I click my belt loudly into its holder while staring at Garett, and he starts the van and drives us through the countryside to the wine merchants. It’s nearly the end of British Summer Time when the clocks change. It heralds the coming of winter. It will be getting darker and colder soon. I usually love thistime of year, the run-up to Christmas, when you wear your pyjamas as soon as you get home and make your house cosy with gingerbread wax melts and low lamps. And I’m addicted to Netflix Christmas romance movies. I don’t care how many they make of someone moving to a small town and falling in love with the local Christmas tree farm owner. I’m here for every single one.
I already have plans for the cookery school this Christmas, too. We’ll have wreath making nights, children’s festive baking events, work team-building parties, and more.
Last Christmas, when I wasn’t breaking my back preparing our special Naughty Treats Christmas treats—boob cookies with baubles on the nipples and Christmas tree cupcakes with dicks popping out of them—Viv, Neil, and I spent Christmas Day with Neil’s family. My parents phoned and messaged me daily, asking if I wanted to join them, but I didn’t return their calls. My relationship with Neil was flailing even then, but I was too invested to end it. I couldn’t share that with Mum and Dad without them expecting action, so I avoided everyone, including my younger brother, Jem.
Garett side-eyes me. My pulse has slowed from its peak after Kath stopped me from ripping his head off, but I’m not ready to dignify his existence with conversation. How dare he tell me not to enter the competition? I presume he doesn’t think I’m good enough, or maybe he thinks I will ask him to put in a good word for me, as he and Clive are former colleagues and he’s still in contact with Flora.
I need to enter that competition. I can’t spend the rest of my life hoping that I’ll succeed. I already forfeited my chance to be part of the cookery school long-term when I chose Neil above my family. I’m a failure now. This competition would be the chance to show my family that I’m back and can achieve something. I need it, and my sister needs the money.
I press my nails into my palms as I prepare to face Chantelle. Her bullying and snide digs from the other side of the classroom were relentless and one of the reasons why I was glad to move out of the area. And now I might be face-to-face with her the same month I caught my boyfriend cheating with my best friend and business partner.
Fuck.
“It’s weird that Americans call a manual car a ‘stick shift.’” Garett’s words creep into the headspace that I’m reserving for self-flagellation. “So why can’t you drive a manual? Is it the clutch you can’t do?”
“What?” His gaze flicks between the road and my face, although when he glances at me, there’s a wince in his stare. “Why are you talking to me? Don’t you know ‘what’s good for you’?”
I tip my head and glare as I reference his comment earlier about me not entering Clive Macdonald’s competition.
He puffs out his cheeks and releases a blast of air. “Never mind.”
I pick at a fresh plaster from where I nicked my finger while chopping, remembering the bandage that Garett carefully redressed the other week.

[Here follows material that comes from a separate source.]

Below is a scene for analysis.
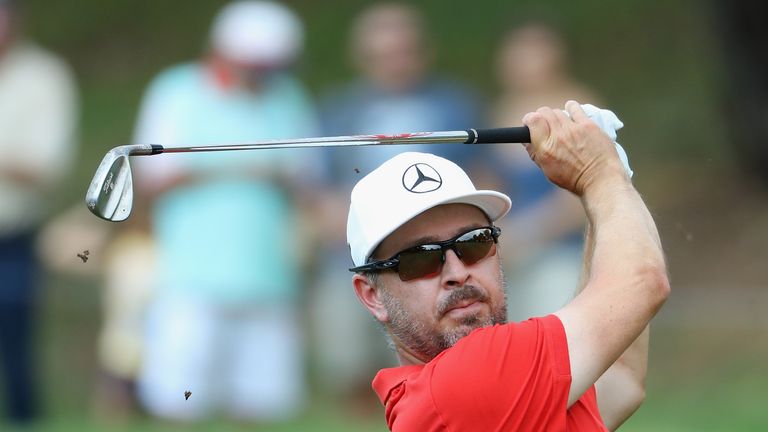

I study him out of the corner of my eye. His shirt grips his muscles in a way I’ve secretly admired all day. His full lips are pressed in a tight line, and his short dark curls are a little messier than usual, probably from running his long fingers through them. He was number one on my sexiest chefs list for a reason, but I can’t get past his attitude.
What should be a thirty-minute drive is over in twenty. Thank fuck.